Quando, nel 1958, don Giussani scriveva queste cose sulla rivista delle claustrali benedettine Ora et labora (ora in: Porta la speranza. Primi scritti, ed. Marietti), non era uno dei tanti facili profeti di sventura di fine millennio. Era semplicemente realista: qualunque uomo, infatti, credente o no, può sentire come immediatamente vere quelle parole.

Ma perché quell'affermazione non è disperata o il preludio a un nichilismo che tutto scolorirebbe e cancellerebbe? La strada della risposta è in quello stesso scritto di quarant'anni fa: «Dio non "ci ha fatti", ci fa. Egli non è solo all'origine della nostra vita, ma è il Principio del nostro stesso essere attuale, di ogni nostra azione, anche semplicemente umana; senza di Lui non potremmo sussistere. Egli continuamente ci crea e ci ricrea, ci dà la vita momento per momento, tanto che se per un istante cessasse di comunicarci l'essere, noi ricadremmo nel nulla».
Siamo nulla, eppure esistiamo. Che paradosso!
Prosegue quel testo: «In questa povertà e dipendenza totale, in questa incertezza dell'avvenire, che fare? L'apprensione, il senso di sgomento profondo in cui l'anima si dibatte finché resta in se stessa o tenta di appoggiarsi sulle creature, sfocia, deve sfociare naturalmente nell'abbandono. Il "dipendere da" esige un "abbandonarsi a". Abbandonarsi, affidarsi a Colui dal quale si dipende Non si deve credere però che tale abbandono sia un atteggiamento supino dell'anima: esso richiede tutta la sua energia interiore e spesso anche esteriore: ed è perciò il frutto della vera e completa libertà».

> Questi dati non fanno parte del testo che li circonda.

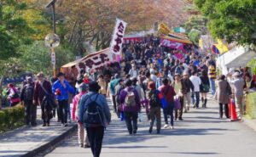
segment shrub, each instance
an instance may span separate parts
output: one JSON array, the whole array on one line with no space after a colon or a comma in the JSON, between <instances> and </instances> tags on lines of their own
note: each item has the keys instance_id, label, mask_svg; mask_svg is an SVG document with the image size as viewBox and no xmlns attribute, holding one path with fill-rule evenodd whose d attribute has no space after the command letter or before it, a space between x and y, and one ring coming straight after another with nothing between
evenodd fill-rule
<instances>
[{"instance_id":1,"label":"shrub","mask_svg":"<svg viewBox=\"0 0 256 157\"><path fill-rule=\"evenodd\" d=\"M0 132L24 125L25 109L22 105L0 110Z\"/></svg>"}]
</instances>

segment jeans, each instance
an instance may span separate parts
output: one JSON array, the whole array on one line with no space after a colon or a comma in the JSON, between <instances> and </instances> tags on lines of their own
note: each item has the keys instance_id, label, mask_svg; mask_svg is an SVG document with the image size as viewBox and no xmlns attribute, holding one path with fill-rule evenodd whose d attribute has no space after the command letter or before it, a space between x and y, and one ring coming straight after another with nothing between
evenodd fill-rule
<instances>
[{"instance_id":1,"label":"jeans","mask_svg":"<svg viewBox=\"0 0 256 157\"><path fill-rule=\"evenodd\" d=\"M166 108L164 110L164 118L165 123L168 124L168 115L171 117L171 126L173 126L173 108L174 108L174 102L168 103Z\"/></svg>"},{"instance_id":2,"label":"jeans","mask_svg":"<svg viewBox=\"0 0 256 157\"><path fill-rule=\"evenodd\" d=\"M49 120L51 119L50 114L51 114L51 107L47 106L45 107L44 105L41 105L41 109L42 109L42 120L44 123L49 123Z\"/></svg>"},{"instance_id":3,"label":"jeans","mask_svg":"<svg viewBox=\"0 0 256 157\"><path fill-rule=\"evenodd\" d=\"M239 109L237 115L240 118L242 118L242 115L243 115L242 98L243 98L242 95L241 96L235 96L236 108Z\"/></svg>"},{"instance_id":4,"label":"jeans","mask_svg":"<svg viewBox=\"0 0 256 157\"><path fill-rule=\"evenodd\" d=\"M86 127L93 157L100 157L104 137L104 127Z\"/></svg>"},{"instance_id":5,"label":"jeans","mask_svg":"<svg viewBox=\"0 0 256 157\"><path fill-rule=\"evenodd\" d=\"M24 101L25 119L26 125L37 125L37 105L33 104L32 100Z\"/></svg>"},{"instance_id":6,"label":"jeans","mask_svg":"<svg viewBox=\"0 0 256 157\"><path fill-rule=\"evenodd\" d=\"M67 100L58 100L60 119L62 124L67 123Z\"/></svg>"},{"instance_id":7,"label":"jeans","mask_svg":"<svg viewBox=\"0 0 256 157\"><path fill-rule=\"evenodd\" d=\"M78 124L79 143L90 146L90 142L87 136L87 131L83 125Z\"/></svg>"},{"instance_id":8,"label":"jeans","mask_svg":"<svg viewBox=\"0 0 256 157\"><path fill-rule=\"evenodd\" d=\"M181 108L179 109L175 109L175 120L177 118L182 119L183 118L183 106L184 106L184 102L183 102L183 97L179 97L179 102L181 104Z\"/></svg>"},{"instance_id":9,"label":"jeans","mask_svg":"<svg viewBox=\"0 0 256 157\"><path fill-rule=\"evenodd\" d=\"M189 107L190 105L191 102L191 93L187 93L184 94L184 109L187 109L186 107Z\"/></svg>"},{"instance_id":10,"label":"jeans","mask_svg":"<svg viewBox=\"0 0 256 157\"><path fill-rule=\"evenodd\" d=\"M150 128L154 126L156 119L156 130L161 129L161 109L160 107L151 108L149 111Z\"/></svg>"},{"instance_id":11,"label":"jeans","mask_svg":"<svg viewBox=\"0 0 256 157\"><path fill-rule=\"evenodd\" d=\"M215 95L216 88L215 88L215 80L214 79L209 79L210 81L210 86L212 90L212 96Z\"/></svg>"},{"instance_id":12,"label":"jeans","mask_svg":"<svg viewBox=\"0 0 256 157\"><path fill-rule=\"evenodd\" d=\"M224 105L224 111L225 111L225 115L226 118L229 118L229 106L228 104L223 104L221 103L219 103L219 118L223 117L223 105Z\"/></svg>"},{"instance_id":13,"label":"jeans","mask_svg":"<svg viewBox=\"0 0 256 157\"><path fill-rule=\"evenodd\" d=\"M126 126L130 134L137 130L137 112L124 112Z\"/></svg>"},{"instance_id":14,"label":"jeans","mask_svg":"<svg viewBox=\"0 0 256 157\"><path fill-rule=\"evenodd\" d=\"M117 113L115 97L116 96L114 96L114 95L112 96L112 103L113 103L113 109L114 113Z\"/></svg>"},{"instance_id":15,"label":"jeans","mask_svg":"<svg viewBox=\"0 0 256 157\"><path fill-rule=\"evenodd\" d=\"M193 92L191 95L192 104L195 104L195 107L199 108L200 102L200 92Z\"/></svg>"}]
</instances>

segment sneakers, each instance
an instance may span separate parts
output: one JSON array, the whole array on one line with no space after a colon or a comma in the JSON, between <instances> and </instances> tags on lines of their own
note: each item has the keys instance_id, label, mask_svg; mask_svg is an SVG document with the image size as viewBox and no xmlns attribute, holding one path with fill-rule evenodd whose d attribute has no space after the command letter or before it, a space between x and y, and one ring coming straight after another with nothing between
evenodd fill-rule
<instances>
[{"instance_id":1,"label":"sneakers","mask_svg":"<svg viewBox=\"0 0 256 157\"><path fill-rule=\"evenodd\" d=\"M166 124L166 125L164 126L164 128L165 128L165 129L166 129L166 128L168 128L168 127L170 127L170 126L169 126L169 125L167 125L167 124Z\"/></svg>"},{"instance_id":2,"label":"sneakers","mask_svg":"<svg viewBox=\"0 0 256 157\"><path fill-rule=\"evenodd\" d=\"M153 130L153 128L152 128L152 127L149 127L148 132L149 132L149 133L152 133L152 130Z\"/></svg>"},{"instance_id":3,"label":"sneakers","mask_svg":"<svg viewBox=\"0 0 256 157\"><path fill-rule=\"evenodd\" d=\"M84 144L84 149L88 149L88 148L90 148L90 145L88 145L88 144Z\"/></svg>"},{"instance_id":4,"label":"sneakers","mask_svg":"<svg viewBox=\"0 0 256 157\"><path fill-rule=\"evenodd\" d=\"M64 123L61 126L64 126L64 127L67 127L68 125L67 125L67 123Z\"/></svg>"}]
</instances>

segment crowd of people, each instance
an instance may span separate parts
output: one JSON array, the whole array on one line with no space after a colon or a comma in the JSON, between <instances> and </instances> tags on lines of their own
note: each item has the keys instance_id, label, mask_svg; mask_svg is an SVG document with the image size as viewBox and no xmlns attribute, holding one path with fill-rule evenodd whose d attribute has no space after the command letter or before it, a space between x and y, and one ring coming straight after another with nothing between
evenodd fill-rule
<instances>
[{"instance_id":1,"label":"crowd of people","mask_svg":"<svg viewBox=\"0 0 256 157\"><path fill-rule=\"evenodd\" d=\"M194 47L186 48L184 52L167 48L154 36L124 44L123 53L124 60L115 70L106 66L92 75L82 69L75 85L61 72L51 82L44 79L44 73L38 73L36 81L32 77L26 79L19 97L18 90L9 84L10 105L20 101L24 104L26 125L37 125L38 105L42 109L43 126L49 126L55 115L65 127L68 120L77 121L80 147L90 147L96 157L104 128L111 121L107 98L112 100L113 112L125 121L130 135L137 134L138 115L143 109L149 122L148 132L153 133L156 121L159 134L161 114L163 128L174 129L174 121L183 121L183 113L189 112L191 107L207 108L208 98L217 99L220 119L223 108L226 118L230 117L228 104L234 98L242 121L244 93L256 88L256 79L247 69L231 69L227 76L217 75L214 54L200 53Z\"/></svg>"}]
</instances>

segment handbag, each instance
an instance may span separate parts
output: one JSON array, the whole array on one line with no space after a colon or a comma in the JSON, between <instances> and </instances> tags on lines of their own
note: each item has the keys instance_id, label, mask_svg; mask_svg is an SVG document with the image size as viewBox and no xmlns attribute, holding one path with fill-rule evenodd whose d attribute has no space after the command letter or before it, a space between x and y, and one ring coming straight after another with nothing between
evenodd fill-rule
<instances>
[{"instance_id":1,"label":"handbag","mask_svg":"<svg viewBox=\"0 0 256 157\"><path fill-rule=\"evenodd\" d=\"M209 87L209 85L203 84L202 85L202 89L203 89L204 92L208 93L209 89L210 89L210 87Z\"/></svg>"},{"instance_id":2,"label":"handbag","mask_svg":"<svg viewBox=\"0 0 256 157\"><path fill-rule=\"evenodd\" d=\"M232 94L231 87L230 83L227 81L227 87L226 87L226 95L230 96Z\"/></svg>"},{"instance_id":3,"label":"handbag","mask_svg":"<svg viewBox=\"0 0 256 157\"><path fill-rule=\"evenodd\" d=\"M179 98L174 99L174 109L181 109L181 104L180 104Z\"/></svg>"},{"instance_id":4,"label":"handbag","mask_svg":"<svg viewBox=\"0 0 256 157\"><path fill-rule=\"evenodd\" d=\"M45 90L45 88L44 87L43 84L41 84L41 83L39 83L39 84L40 84L42 89L43 89L43 90L44 91L44 93L45 93L45 96L44 96L44 99L45 98L45 101L47 101L46 104L50 104L51 107L56 108L56 107L57 107L57 104L55 104L55 100L54 95L49 93Z\"/></svg>"}]
</instances>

Dice il versetto di un Salmo: Omnis gloria filae regis ab intus. «Ogni gloria della figlia del re è dentro, dal profondo», da ciò che la Bibbia chiama "cuore" (ragione e affettività). Tutto nasce nell'io, ma non è prodotto dall'io: sboccia come una novità desiderata, ma sempre imprevista quando accade.
Viviamo in un tempo povero di ragione, cioè di coscienza di sé, e quindi povero di libertà; non solo la pubblicità e i mass media, infatti, ma anche l'organizzazione sociale si contendono l'energia affettiva della persona, distogliendola dal suo proprio oggetto - ciò che è vero, bello, buono, giusto - e orientandola verso mete che durano lo spazio di una stagione: ogni moda, infatti, in quanto tale "passa", perché è definita dal potere secondo la convenienza del momento. Questo vale anche per i valori e i comportamenti morali.

L'avvenimento cristiano porta una sfida di rinnovamento dentro le cose solite, lavoro, amore, interessi, convivenza sociale: l'annuncio che ogni istante, circostanza, volto, opera, non passano, non vanno "fuori moda", ma sono per sempre. Quale altra speranza è umanamente più desiderabile per se stessi e per i propri figli?